Using ChatGPT API with Node.js and Python
July 27, 2023 by Ayerhan Msughter, Enwerem Udochukwu
This article aims to introduce you to the Openai ChatGPT API and explains how to generate accurate responses using inference parameter tuning and advanced prompt engineering. The examples in this article are in Node.js and Python, but are applicable to other programming languages as well.
Before we start using the API we need to sign up with Openai at https://openai.com/api/ to get access.

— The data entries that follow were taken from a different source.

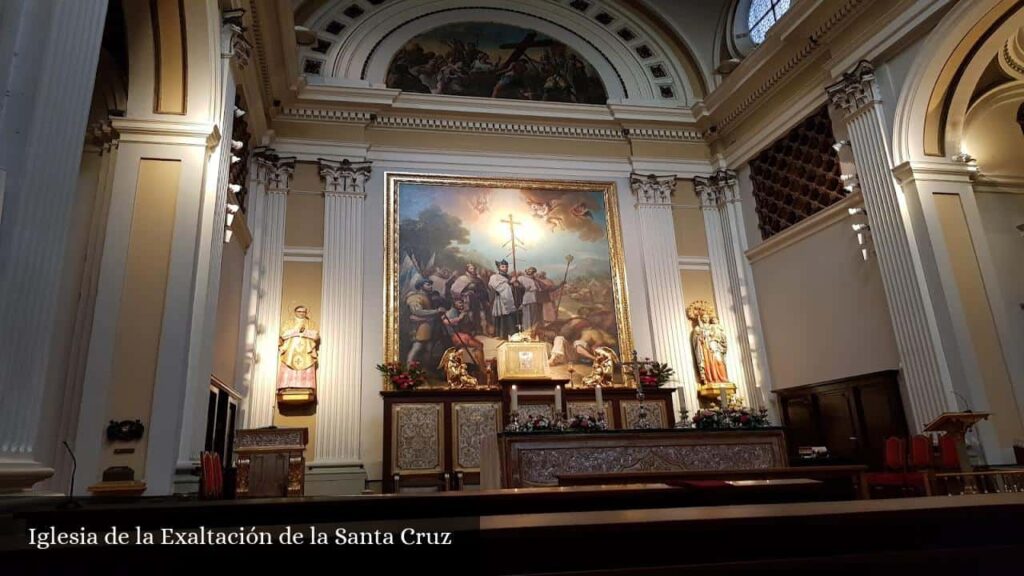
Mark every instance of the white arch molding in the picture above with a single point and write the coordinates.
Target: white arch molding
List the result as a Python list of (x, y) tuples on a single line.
[(359, 54), (925, 75)]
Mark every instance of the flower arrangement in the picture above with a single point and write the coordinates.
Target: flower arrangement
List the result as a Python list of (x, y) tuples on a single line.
[(734, 416), (543, 423), (654, 374), (402, 377)]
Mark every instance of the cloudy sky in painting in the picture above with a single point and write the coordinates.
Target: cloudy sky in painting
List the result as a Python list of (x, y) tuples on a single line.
[(553, 223)]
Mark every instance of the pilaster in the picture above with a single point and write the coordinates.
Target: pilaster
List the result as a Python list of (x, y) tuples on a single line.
[(665, 290), (274, 176), (720, 204), (929, 388), (45, 117), (341, 356)]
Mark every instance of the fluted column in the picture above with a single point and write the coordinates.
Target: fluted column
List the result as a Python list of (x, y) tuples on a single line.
[(743, 292), (711, 192), (665, 289), (42, 134), (275, 175), (929, 386), (341, 358)]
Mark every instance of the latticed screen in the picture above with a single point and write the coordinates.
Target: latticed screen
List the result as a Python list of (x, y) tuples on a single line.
[(797, 176), (764, 14)]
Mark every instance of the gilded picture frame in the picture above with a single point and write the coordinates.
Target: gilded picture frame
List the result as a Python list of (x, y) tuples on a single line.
[(396, 259)]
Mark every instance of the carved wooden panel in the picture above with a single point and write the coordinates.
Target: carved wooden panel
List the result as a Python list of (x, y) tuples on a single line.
[(589, 409), (418, 438), (798, 175), (535, 410), (470, 422), (656, 413), (536, 460)]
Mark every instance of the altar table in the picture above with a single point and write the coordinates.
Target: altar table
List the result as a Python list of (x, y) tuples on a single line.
[(532, 459)]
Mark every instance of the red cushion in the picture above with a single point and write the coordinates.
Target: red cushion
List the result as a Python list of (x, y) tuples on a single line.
[(921, 451), (895, 453), (947, 449)]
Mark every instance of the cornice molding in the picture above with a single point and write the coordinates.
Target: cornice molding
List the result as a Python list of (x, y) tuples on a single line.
[(161, 131), (510, 128), (998, 183), (806, 229), (326, 115), (813, 44), (908, 172), (410, 122)]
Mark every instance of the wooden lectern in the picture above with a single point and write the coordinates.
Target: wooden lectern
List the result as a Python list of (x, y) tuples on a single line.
[(270, 462), (955, 424)]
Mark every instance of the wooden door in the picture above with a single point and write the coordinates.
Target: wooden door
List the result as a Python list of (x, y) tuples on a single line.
[(839, 425)]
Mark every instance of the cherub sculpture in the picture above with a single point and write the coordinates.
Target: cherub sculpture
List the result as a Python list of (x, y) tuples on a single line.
[(456, 371), (604, 366)]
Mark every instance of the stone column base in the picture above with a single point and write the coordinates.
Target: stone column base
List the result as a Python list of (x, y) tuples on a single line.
[(335, 480), (22, 476)]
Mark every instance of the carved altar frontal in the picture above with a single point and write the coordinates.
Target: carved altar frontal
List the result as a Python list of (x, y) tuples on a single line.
[(538, 459)]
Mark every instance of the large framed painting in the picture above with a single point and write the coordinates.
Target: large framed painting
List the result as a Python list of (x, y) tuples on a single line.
[(474, 262), (493, 59)]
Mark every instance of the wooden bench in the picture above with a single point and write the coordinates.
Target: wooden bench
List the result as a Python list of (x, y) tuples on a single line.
[(846, 478)]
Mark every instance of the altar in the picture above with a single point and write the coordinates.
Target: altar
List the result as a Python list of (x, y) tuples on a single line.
[(536, 459)]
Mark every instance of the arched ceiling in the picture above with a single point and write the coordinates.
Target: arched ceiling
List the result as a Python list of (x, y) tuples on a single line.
[(651, 52)]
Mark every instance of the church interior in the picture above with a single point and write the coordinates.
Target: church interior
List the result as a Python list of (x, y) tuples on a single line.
[(568, 286)]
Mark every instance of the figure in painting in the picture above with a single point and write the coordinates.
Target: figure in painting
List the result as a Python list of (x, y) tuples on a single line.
[(504, 310), (456, 371), (423, 315), (709, 342), (491, 59), (604, 367), (563, 300), (459, 324), (298, 346)]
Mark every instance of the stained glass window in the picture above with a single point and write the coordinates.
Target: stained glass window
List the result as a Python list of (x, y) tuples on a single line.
[(764, 14)]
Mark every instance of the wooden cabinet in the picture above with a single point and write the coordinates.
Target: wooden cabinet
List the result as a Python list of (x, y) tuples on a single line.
[(850, 416), (433, 436), (430, 436)]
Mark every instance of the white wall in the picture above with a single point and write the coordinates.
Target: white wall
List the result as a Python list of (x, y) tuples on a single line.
[(823, 307), (1000, 214)]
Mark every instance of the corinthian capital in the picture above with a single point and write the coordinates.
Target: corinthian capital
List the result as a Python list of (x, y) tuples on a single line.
[(856, 89), (345, 177), (236, 45), (653, 190), (717, 189), (274, 170)]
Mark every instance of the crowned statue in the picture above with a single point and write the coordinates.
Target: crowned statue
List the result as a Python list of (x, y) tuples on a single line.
[(710, 346), (298, 347), (603, 368), (456, 371)]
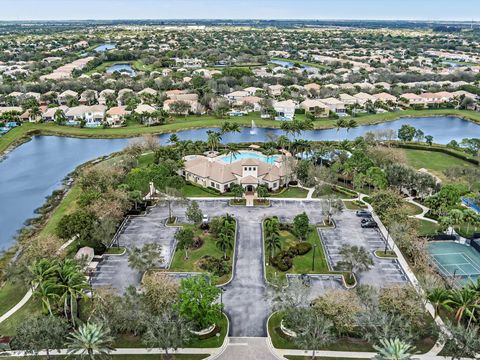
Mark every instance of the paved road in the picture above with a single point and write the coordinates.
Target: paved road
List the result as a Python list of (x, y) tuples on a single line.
[(247, 348), (245, 297)]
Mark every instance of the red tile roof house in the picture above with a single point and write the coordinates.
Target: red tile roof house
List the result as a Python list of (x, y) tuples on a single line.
[(211, 171)]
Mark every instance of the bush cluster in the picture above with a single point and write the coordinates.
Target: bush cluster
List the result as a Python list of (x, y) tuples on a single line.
[(283, 261), (216, 266)]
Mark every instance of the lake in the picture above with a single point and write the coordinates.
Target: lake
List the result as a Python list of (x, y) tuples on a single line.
[(122, 68), (33, 170)]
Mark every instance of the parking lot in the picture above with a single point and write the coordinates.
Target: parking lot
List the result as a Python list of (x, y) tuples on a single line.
[(348, 231), (245, 297)]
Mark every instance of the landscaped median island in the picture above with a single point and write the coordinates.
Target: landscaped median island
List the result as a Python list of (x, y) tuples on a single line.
[(294, 249), (206, 247)]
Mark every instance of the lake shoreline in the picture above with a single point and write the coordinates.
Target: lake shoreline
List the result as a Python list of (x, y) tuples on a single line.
[(50, 129)]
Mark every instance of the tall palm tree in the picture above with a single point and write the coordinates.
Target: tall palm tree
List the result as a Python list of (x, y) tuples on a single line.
[(42, 270), (224, 243), (59, 116), (273, 243), (354, 259), (91, 340), (394, 349), (173, 139), (283, 142), (73, 285), (47, 291), (464, 300), (233, 150), (439, 298), (214, 139), (350, 124)]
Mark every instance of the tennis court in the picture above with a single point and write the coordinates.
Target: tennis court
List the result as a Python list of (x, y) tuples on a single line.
[(456, 260)]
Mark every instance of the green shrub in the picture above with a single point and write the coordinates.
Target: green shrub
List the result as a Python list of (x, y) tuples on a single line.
[(216, 266), (303, 247)]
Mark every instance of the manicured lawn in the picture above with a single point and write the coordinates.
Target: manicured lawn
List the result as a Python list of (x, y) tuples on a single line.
[(350, 205), (413, 209), (67, 206), (10, 295), (282, 341), (130, 341), (301, 264), (434, 162), (318, 358), (427, 227), (138, 357), (145, 159), (29, 310), (181, 123), (180, 264), (212, 341), (190, 190), (291, 192), (330, 190), (115, 251)]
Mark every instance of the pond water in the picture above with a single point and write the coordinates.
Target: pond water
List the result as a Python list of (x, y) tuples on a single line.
[(122, 68), (33, 170), (104, 47)]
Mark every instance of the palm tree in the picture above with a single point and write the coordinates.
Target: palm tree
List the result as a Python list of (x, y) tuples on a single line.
[(350, 124), (394, 349), (438, 297), (47, 291), (59, 116), (90, 340), (340, 123), (273, 243), (213, 140), (464, 300), (73, 284), (354, 259), (456, 215), (42, 270), (224, 243), (283, 142), (233, 150), (173, 139), (469, 217)]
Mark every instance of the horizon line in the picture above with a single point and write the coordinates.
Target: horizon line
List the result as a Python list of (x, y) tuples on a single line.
[(245, 19)]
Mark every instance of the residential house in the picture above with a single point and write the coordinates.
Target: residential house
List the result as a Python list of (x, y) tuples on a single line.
[(335, 105), (384, 97), (115, 116), (285, 110), (347, 99), (413, 99), (104, 95), (275, 90), (363, 98), (252, 91), (213, 172), (236, 96), (315, 107), (64, 96), (312, 87), (49, 113)]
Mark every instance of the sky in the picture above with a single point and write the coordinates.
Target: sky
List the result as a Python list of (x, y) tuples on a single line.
[(240, 9)]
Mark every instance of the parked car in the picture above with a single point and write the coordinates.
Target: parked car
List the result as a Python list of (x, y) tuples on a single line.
[(369, 224), (364, 213)]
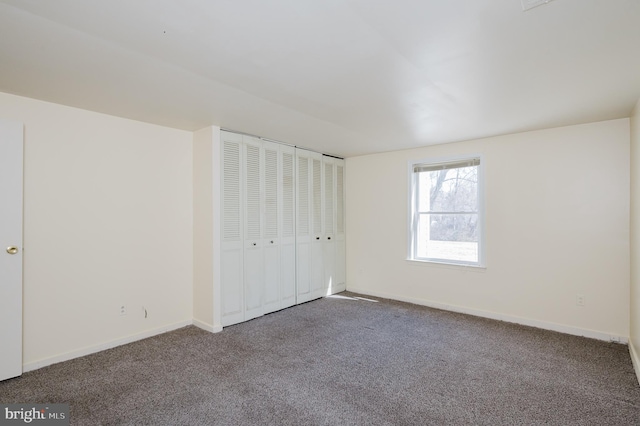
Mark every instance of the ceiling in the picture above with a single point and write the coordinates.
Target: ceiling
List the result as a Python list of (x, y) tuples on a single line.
[(346, 77)]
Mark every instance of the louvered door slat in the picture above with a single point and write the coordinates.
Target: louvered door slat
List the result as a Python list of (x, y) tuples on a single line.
[(288, 196), (252, 191), (231, 192), (317, 196), (303, 196), (271, 193), (328, 198)]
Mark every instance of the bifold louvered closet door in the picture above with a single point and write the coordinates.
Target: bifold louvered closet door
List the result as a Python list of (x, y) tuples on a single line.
[(280, 230)]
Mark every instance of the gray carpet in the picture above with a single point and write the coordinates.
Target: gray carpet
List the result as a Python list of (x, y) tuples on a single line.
[(342, 361)]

Getting your API Secret Key
After signing up we can login and create our secret API key which would be used for calling the API from our program by clicking on the user icon at the top left. Thereafter, click on the view api keys option from the drop down.
Click on the create new secret key button to generate your secret key and copy it.
Installing Required Libraries
Openai libraries are available in all major programming languages for interacting with their API. But in this article we would be focusing on Node.js and Python.
You can simply run this command from your Node.js application folder:
$ npm install openai
Head on to https://www.npmjs.com/package/openai for more details.
You can simply run this command from your Linux operating system or environment:
$ pip install --upgrade openai
Head on to https://pypi.org/project/openai for more installation details.
Setting API Key in Envrionment Variable
After installing the library, we have to save our new API key in a platfrom environment variable first before using it in our application code. Because the key is meant to be private, it is advisable to set them in a different private code from our main public code as shown below.
Setting API Key in Node.js
Save the following code snippet in a file and run it to set the API key in a Node.js environment variable. Replace the 'key' string with the API key you copied earlier.
process.env['OPENAI_API_KEY'] = 'key';
There are several other ways you can set an environment variable in Node.js. See here.
Setting API Key in Python
Save the following code snippet in a file and run it to set the API key in a Python environment variable. Replace the 'key' string with the API key you copied earlier.
os.environ['OPENAI_API_KEY'] = 'key'
There are several other ways you can set an environment variable in Python. See here.
Using ChatGPT API Key
After setting the appropriate key in an environment variable, we can now use the API key in our code to generate responses.
Node.js Code Example
The code snippet below is an example of how to use the API in Node.js.
Python Code Example
The code snippet below is an example of how to use the API in Python.
API Parameters and their Meaning
As you can see from the above examples the API contains some parameters that are provided when making an API call.
There are basically five models of varying sizes we can choose from. The bigger models are generally more accurate and more expensive to use while the smaller models are faster, less accurate and cheaper to run.
The models are listed below arranged from biggest to smallest:
- text_davinci_003 (code-davinci-002 for programming )
This is the snippet of text you would like the API to complete. The AI looks at the prompt and gives it a completion that logically fits it. For example a prompt such as “ what is the definition of a computer” would make it to return the definition of a computer as the logical completion.
This is a value between 0 and 1 that controls the creativity or randomness of the completions you get from the AI. When the value is closer to 1 the AI gives completions in a more creative way and it tries as much as possible to avoid repeating words. When the values is closer to 0 the completions would be less creative and tend to have a lot of repeated words.
This parameter is used to set a maximum number of tokens for the prompt and completions to avoid long prompts.
This parameter is also used to control the randomness of the completions. It is recommended that when using top p, temperature should be set to 0 and when using temperature, top p should be set to 0.
The frequency penalty reduces the models tendency to repeat words in a sentence. It is usually a value between 0 and 1.
The presence penalty allows the model to make novel predictions by lowering the probability of a word if it already appeared in the text. Unlike Frequency penalty presence penalty does not depend on the frequency at which the word appeared in the past. It is also a value between 0 and 1. These parameter should be set to 0 for most tasks.
Advanced Prompt Design
The quality of our prompts usually determines the accuracy of the responses or completions we get. Thus there is a need to put good efforts in designing quality prompts. In most cases you would have to experiment with different prompts to see the ones that yield the most accurate and consistent responses. Different problems require different styles of prompt and could be classified into:
- question answering
- code completion
In this article we will focus on the chat prompt.
Chat Prompt Design
Chatting prompts are usually very similar to question answering prompts, but unlike question answering prompt you also have give the AI a personality that would help it center its discussion around. The prompt text can be as follows:
The following is a conversation with an AI assistant. The assistant is helpful, creative, clever, and very friendly.
Human: Hello, who are you?
AI: I am an AI created by OpenAI. How can I help you today?
Human: I'd like to cancel my subscription.
Other parameter settings are as follows:
Notice how the first sentence in the prompt gives the AI a personality.
In this article we have explored how to setup the Openai API on your local development environment, how to use your custom API key within your application and how to design custom prompts for use with the ChatGPT API. If you are really enthusiastic about ChatGPT and AI in general, head on to openai.com to explore more uses of these technologies. We also hope to feature more interesting articles on other applications of ChatGPT in the future.